Modelling of the bonding process in powder forging

Abstract

Bonding between powders is a key factor that has a crucial influence on the mechanical performance of a component formed by powder forging. Consequently, modelling the bonding process is important for controlling the quality of the forged component and predicting the optimum process parameters (i.e. forming temperature, applied load and holding time). However, few numerical models have been developed to investigate this process. In the present study, a theoretical bonding model was established to predict the extent of bonding for a contact region with constant temperature and interfacial pressure, also to identify the bonding conditions for this region (i.e. a combination of temperature, pressure and time). The bonding time for a miniature component manufactured by direct powder forging (DPF) using FGH96 powders was determined at 1150 °C in terms of two applied pressures (103.5 and 198.9 MPa). The numerical predictions from the theoretical model were compared with the obtained experimental results and a good agreement was found, indicating that the model is applicable for predicting bonding between powder particles. A methodology was proposed to implement the analytical equations derived in the theoretical bonding model into finite element (FE) simulation via user subroutines, thus real-time bonding results can be predicted.
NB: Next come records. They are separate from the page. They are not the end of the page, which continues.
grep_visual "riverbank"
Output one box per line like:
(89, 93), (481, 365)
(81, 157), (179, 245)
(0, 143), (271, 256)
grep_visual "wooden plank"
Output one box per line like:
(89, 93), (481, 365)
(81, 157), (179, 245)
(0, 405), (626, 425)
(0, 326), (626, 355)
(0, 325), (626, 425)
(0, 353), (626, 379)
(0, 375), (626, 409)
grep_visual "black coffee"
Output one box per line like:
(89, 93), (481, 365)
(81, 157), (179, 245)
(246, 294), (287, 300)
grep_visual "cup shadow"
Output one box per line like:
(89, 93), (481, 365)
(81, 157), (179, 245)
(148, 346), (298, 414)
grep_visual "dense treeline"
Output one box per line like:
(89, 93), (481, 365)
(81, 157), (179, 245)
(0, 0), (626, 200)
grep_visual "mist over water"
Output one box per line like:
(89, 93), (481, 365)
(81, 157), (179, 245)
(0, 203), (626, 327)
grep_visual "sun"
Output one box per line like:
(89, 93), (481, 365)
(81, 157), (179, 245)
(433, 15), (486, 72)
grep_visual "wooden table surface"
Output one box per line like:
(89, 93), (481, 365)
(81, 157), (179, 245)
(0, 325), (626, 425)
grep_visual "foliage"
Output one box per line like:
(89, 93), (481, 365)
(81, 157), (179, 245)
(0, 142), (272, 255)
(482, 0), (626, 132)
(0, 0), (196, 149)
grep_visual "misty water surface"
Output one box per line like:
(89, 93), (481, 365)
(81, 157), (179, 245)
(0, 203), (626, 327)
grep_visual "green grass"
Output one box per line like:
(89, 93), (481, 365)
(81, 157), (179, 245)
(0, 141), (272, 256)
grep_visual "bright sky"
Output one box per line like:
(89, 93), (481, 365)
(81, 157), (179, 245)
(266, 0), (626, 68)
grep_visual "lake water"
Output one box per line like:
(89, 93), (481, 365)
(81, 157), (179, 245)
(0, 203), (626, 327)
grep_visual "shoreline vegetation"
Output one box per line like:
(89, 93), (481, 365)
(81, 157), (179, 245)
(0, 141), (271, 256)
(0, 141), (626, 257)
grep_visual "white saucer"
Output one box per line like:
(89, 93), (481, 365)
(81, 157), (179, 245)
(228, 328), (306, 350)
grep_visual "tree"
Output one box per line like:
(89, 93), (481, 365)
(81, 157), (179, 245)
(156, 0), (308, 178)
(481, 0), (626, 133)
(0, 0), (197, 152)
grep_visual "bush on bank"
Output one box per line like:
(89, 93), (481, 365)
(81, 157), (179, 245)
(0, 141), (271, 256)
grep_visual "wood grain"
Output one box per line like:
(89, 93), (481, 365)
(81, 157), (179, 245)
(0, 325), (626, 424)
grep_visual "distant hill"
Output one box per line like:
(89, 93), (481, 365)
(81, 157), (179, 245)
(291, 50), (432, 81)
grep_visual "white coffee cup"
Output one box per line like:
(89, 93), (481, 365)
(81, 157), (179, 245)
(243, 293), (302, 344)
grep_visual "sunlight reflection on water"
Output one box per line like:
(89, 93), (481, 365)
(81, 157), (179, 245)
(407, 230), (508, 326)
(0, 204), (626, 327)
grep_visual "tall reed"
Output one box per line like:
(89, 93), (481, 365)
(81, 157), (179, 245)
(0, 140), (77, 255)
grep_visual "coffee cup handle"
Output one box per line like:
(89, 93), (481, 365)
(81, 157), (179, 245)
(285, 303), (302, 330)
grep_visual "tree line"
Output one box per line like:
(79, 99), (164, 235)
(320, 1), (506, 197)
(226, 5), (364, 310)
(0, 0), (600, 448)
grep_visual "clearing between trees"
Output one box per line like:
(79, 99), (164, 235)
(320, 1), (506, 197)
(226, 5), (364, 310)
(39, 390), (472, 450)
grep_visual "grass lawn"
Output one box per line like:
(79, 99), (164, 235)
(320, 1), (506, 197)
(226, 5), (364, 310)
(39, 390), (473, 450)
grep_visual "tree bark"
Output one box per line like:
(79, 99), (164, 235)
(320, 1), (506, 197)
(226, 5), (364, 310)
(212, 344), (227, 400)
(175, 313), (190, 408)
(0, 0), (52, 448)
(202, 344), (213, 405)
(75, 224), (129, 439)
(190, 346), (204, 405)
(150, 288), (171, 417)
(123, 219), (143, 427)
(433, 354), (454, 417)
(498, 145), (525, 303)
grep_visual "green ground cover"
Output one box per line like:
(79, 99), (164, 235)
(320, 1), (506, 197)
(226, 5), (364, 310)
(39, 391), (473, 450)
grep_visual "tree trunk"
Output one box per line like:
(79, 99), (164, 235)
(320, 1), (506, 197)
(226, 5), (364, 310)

Also, a micromechanical model was established for modelling the powder densification process in commercial FE software, Abaqus, which employs the hexagonal close-packed (HCP) and face-centred cubic (FCC) structures as a representative volume element (RVE) of the powder aggregate. Since the RVE model simulated the actual interaction between powders, realistic contact pressures were obtained during powder compaction. Finally, a multiscale model was developed to predict the bonding time (i.e. critical holding time) for a specified location within a forged component, which consists of a continuum FE model, the micromechanical (RVE) model, and the theoretical bonding model. The use of this multiscale model was demonstrated via a practical DPF process, which indicates promise in determining the critical value of an industrial process parameter, i.e. holding time, through which the mechanical strength of the forged components can be guaranteed.